Common Errors / FAQ's

  1. There's a 404 error on Climate Data Gateway netcdf headers when click view; what do I do? There may be an issue with the filepath (eg, make sure your project specific config file points to /datazone instead of /glade). Try unpublishing and republishing.
  2. The project does not have an option to share with the PI. Try temporarily adding PI as having view permissions on parent dataset.
  3. The files are now labeled as .nc_0 or some other .nc_#, and the NetCDF Header View is no longer working. One way to address this issue with automatic renaming of files due to multiple versions is to "delete", then "api delete from gateway", then "database delete". To do this, use the following steps:
    • $ esgunpublish --database-delete –project CESM ucar.cgd.cesm2.SHORTNAME.COMP.proc.FREQ.VARIABLE
    • $ sh curl_delete_VARIABLE.sh (see section above titled Steps for Unpublishing/Republishing Data to see how to generate this script)
    • $ esgunpublish --database-delete --database-only --project CESM ucar.cgd.cesm2.SHORTNAME.COMP.proc.FREQ.VARIABLE
  4. NetCDF headers are not showing up, or 404 errors result from trying to download file that is available on /datazone. Why would they not be available? There may be an issue with soft links that are created on sagepubprodalma, but not on the TDS virtual machine (for downloading file issue) or not on the esg production instance (for viewing NetCDF headers). Check for missing soft links! Talk to Jason Cunning to add soft links.
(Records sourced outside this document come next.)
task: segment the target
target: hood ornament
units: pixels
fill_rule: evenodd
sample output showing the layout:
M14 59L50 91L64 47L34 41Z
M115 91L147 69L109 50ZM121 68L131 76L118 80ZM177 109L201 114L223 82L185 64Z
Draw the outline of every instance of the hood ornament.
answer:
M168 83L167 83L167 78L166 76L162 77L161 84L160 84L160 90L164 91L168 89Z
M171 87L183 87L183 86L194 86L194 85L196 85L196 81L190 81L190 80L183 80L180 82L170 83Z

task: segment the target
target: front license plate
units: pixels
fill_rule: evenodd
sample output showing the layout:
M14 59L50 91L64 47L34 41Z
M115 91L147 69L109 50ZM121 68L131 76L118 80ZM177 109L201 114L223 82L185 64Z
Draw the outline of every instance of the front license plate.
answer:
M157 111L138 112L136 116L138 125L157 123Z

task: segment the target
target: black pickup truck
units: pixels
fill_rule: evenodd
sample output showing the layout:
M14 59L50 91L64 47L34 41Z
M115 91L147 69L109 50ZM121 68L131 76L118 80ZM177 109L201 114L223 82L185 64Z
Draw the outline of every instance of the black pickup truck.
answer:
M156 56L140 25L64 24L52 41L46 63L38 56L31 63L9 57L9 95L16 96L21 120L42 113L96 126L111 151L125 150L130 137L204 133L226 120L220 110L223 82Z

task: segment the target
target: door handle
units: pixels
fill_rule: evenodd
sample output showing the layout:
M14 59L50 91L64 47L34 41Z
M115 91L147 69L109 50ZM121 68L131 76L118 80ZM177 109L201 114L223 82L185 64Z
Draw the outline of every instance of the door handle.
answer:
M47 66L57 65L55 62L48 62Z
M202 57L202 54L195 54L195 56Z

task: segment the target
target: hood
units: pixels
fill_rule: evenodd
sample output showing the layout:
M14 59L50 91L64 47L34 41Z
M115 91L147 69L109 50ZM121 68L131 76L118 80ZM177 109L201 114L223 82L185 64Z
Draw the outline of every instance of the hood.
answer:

  5. Publishing failures might be due to either endpoints not being normalized (double slashes) or 'campaign' existing in the filepath. In order to address double slashes, you might need to remove the slash after fileServer in esg-le.ini and maintain the slash before datazone in the second part of the tds root path but remove the slash before the first part of the tds root path. In order to remove 'campaign' from filepaths, soft links are recommended (See #4 and add soft link to all three locations).